From 1900 to 1934, allusions to Puerto Ricans living or working in Haiti continue. During the US Occupation, some came to work for US companies. HASCO, for instance, employed at least one Puerto Rican in the 1920s. Haitian sources, quoted by Michel Hector, refer to Puerto Rican and West Indian migrants taking the best positions in new industries established during this era, particularly automobiles. US plantations and the railroad companies also employed some foreign workers, which may have included Puerto Ricans in middle-status positions or in some mechanical capacity. At least three Puerto Ricans chose Port-au-Prince for founding chapelleries, an effort connecting Jose Blanch (consul for Haiti in Mayaguez), Emile Cuebas (Emilio Cuevas), and Jose San Millan. Cuebas even called his business La Borinquen, making clear the ties to his homeland. These small-scale shops and establishments, like that of Jose Blanch, probably employed young women and may have introduced ideas or practices from Puerto Rico. Unquestionably, Puerto Rican workers in new industries during the 20th century likely interacted with Haitian workers, perhaps transferring some skills in mechanics or automobile garages. Some of partial Puerto Rican heritage also enter the historical record, such as Jean Wagoner.
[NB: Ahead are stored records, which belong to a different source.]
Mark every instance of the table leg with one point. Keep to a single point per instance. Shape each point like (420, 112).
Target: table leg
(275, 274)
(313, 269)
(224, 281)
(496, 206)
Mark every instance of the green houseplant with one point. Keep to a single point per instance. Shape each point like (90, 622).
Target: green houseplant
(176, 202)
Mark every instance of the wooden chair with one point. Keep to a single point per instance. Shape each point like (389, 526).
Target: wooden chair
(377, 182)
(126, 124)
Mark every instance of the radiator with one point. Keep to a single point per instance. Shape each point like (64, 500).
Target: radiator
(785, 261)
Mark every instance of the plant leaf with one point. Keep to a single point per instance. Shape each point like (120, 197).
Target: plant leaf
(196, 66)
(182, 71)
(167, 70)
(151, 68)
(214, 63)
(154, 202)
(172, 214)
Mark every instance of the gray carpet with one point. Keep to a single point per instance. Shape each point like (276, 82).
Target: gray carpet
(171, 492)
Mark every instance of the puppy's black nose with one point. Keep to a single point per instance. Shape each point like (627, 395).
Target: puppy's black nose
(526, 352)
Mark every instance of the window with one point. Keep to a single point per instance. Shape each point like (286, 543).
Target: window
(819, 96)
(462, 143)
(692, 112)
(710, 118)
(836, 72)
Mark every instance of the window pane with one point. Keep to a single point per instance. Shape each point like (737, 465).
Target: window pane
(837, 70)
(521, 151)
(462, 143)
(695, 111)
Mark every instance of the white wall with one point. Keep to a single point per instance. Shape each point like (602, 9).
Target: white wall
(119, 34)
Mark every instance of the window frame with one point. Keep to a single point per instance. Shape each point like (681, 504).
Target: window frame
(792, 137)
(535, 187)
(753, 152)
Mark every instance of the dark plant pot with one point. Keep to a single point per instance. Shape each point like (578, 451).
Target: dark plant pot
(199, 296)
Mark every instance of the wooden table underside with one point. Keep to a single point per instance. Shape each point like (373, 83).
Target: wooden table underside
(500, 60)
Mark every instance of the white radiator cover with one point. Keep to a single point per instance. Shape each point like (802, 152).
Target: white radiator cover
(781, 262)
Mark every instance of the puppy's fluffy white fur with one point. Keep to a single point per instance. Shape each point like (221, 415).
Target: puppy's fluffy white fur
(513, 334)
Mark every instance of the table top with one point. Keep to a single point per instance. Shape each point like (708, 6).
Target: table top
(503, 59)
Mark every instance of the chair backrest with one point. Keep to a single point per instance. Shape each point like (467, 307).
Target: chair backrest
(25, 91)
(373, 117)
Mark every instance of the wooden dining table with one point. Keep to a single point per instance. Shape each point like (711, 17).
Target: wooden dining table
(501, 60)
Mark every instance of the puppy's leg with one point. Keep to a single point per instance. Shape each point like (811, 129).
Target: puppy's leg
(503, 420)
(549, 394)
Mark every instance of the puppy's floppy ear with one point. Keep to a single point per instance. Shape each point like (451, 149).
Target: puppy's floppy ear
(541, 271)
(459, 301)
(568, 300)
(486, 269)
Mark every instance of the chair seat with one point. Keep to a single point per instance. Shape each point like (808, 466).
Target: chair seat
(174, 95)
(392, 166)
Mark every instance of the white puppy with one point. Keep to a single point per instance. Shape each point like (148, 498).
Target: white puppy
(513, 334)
Albizu Campos visited Haiti in  September 1927, meeting with Joseph Jolibois fils and other anti-occupation activists.

Needless to say, these entrepreneurs and skilled workers were a tiny community, but left a legacy of cultural contact and exchange between the two Antillean peoples. Emile Cuebas was probably the father of Lolita Cuevas, a singer raised in Haiti who promoted Haitian folkloric music. According to press coverage of her in Port-au-Prince newspapers, she also represented Haiti favorably in Puerto Rico. Such a connection may have been a cultural component of Puerto Rican-Haitian relations during the 1920s and 1930s. The political connection, best expressed through solidarity beween Haitian and Puerto Rican nationalists opposed to US imperialism, is another. For instance, Haitian media allusions to visits of Albizu Campos make clear a certain interest in the fate of Puerto Rico. Albizu Campos also sympathized with forces opposed to the US Occupation, including Haiti in his political vision of Latin America. Perhaps Albizu Campos's inheritance of expansive notions of "Latin" civilization and meeting with Joseph Jolibois fils, who also undertook a journey across Latin America, shaped the connection between labor and cultural autonomy for both leaders. Even though anti-black prejudice continued in Puerto Rico, often quite explicit in cases such as Pedreira, a certain degree of overlapping interests, a past in Betances and Firmin, Jolibois and Albizu Campos, suggests Haiti's centrality for Caribbean consciousness.